By Vishani Ragobeer
Guyanese youth, from all across the country, brainstormed solutions for some of the problems faced every day and presented those at the National Science Fair.
For some, it means aiding the country’s frail electricity company or getting people to eat healthier. For many though, saving the earth is a crucial focus.
“We realised that there is a high rate of deforestation globally, as well as a high usage of single-use plastics, so our group found a sustainable and cheap way of making paper and paper-based products using grass,” said Shamar Sukhu, a university student from Region Six (East Berbice-Corentyne).
Sukhu’s group, the Environmental Entrepreneurs, proposed extracting chlorophyll from grass and drying what remains to make paper-like materials.
Because grass is often cut and burnt, they hope this project would help to save trees. This is important to them because trees trap carbon dioxide, a harmful gas that could cause further harm to the environment once released into the atmosphere.
By offering an alternative to single-use plastics like straws and cups, they also hope to wean off Guyana’s dependence on an industry known to emit significant volumes of carbon dioxide – the plastic industry.
At the western end of the Arthur Chung Conference Centre where the science fair was held, a group of university graduates had another idea.
“We understand the problems associated with fossil fuel use,” the Quadsector’s team leader Shawayne Henry said.
The fossil fuel industry is notorious for emitting carbon dioxide and other harmful greenhouse gases that contribute to the climate crisis. For countries like Guyana, that crisis means more rising sea-level and flooding on the low coastal plain where about 90 per cent of the population resides. It threatens lives and livelihoods.
Henry acknowledged that using more sustainable or renewable energy sources is crucial to displacing fossil fuel use.
And so, he asks, “Did you ever think that sustainable energy was just going to fall from the sky?”
Surprisingly, his answer was yes. The Quadsector team, quite literally, found their solution falling from the sky. Rainfall.
By harnessing vibrations of raindrops crashing against a special metal panel, they believe energy can be created in the same way energy is harnessed from the sun or from the wind.
With appropriate studies of Guyana’s rainfall patterns and energy consumption habits, Henry and his group of friends believe that they can offer Guyana another solution, or at least another addition, to the energy mix currently being pursued.
That energy mix is touted as the tool to help Guyana slash its fossil fuel use by 70 per cent by 2030 while meeting tripling energy demand.
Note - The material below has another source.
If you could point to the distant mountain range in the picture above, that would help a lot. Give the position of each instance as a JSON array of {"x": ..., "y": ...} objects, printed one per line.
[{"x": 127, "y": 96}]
It involves harnessing the natural gas produced in the oil blocks offshore and using a combination of hydro, wind and solar power.
Now, the Quadsector team stands firmly behind their project and its merits. It’s renewable, it doesn’t emit harmful gases and it could be a cheaper energy alternative.
“I think it has a promising future for Guyana, the Caribbean and the world at large,” the young scientist said.
Young, soon-to-be Fourth Form students from the Anna Regina Secondary school believe that even one small project at a time can help save the earth.
Their solar-heating project, made using an umbrella and aluminium foil, might not be a large-scale project that will displace emissions or save the trees, but it illustrates their concern for the environment.
Student Vanisha Lall emphasises, “Climate change is bothering us.”
Months away from this year’s global climate talks, COP27, last weekend’s science fair illustrated just how focused these Guyanese youth are on their role in slowing the climate crisis.
Like these youth, the country’s Finance Minister Dr. Ashni Singh recently told the National Assembly that the government hopes to keep the trees intact by getting payments from countries or companies.
He explained that those funds will be used to help the country gradually shift away from its long-standing dependence on diesel and other fuel.
These efforts are being pursued through a new ambitious development plan, the updated Low Carbon Development Strategy, which was passed in the House earlier this month.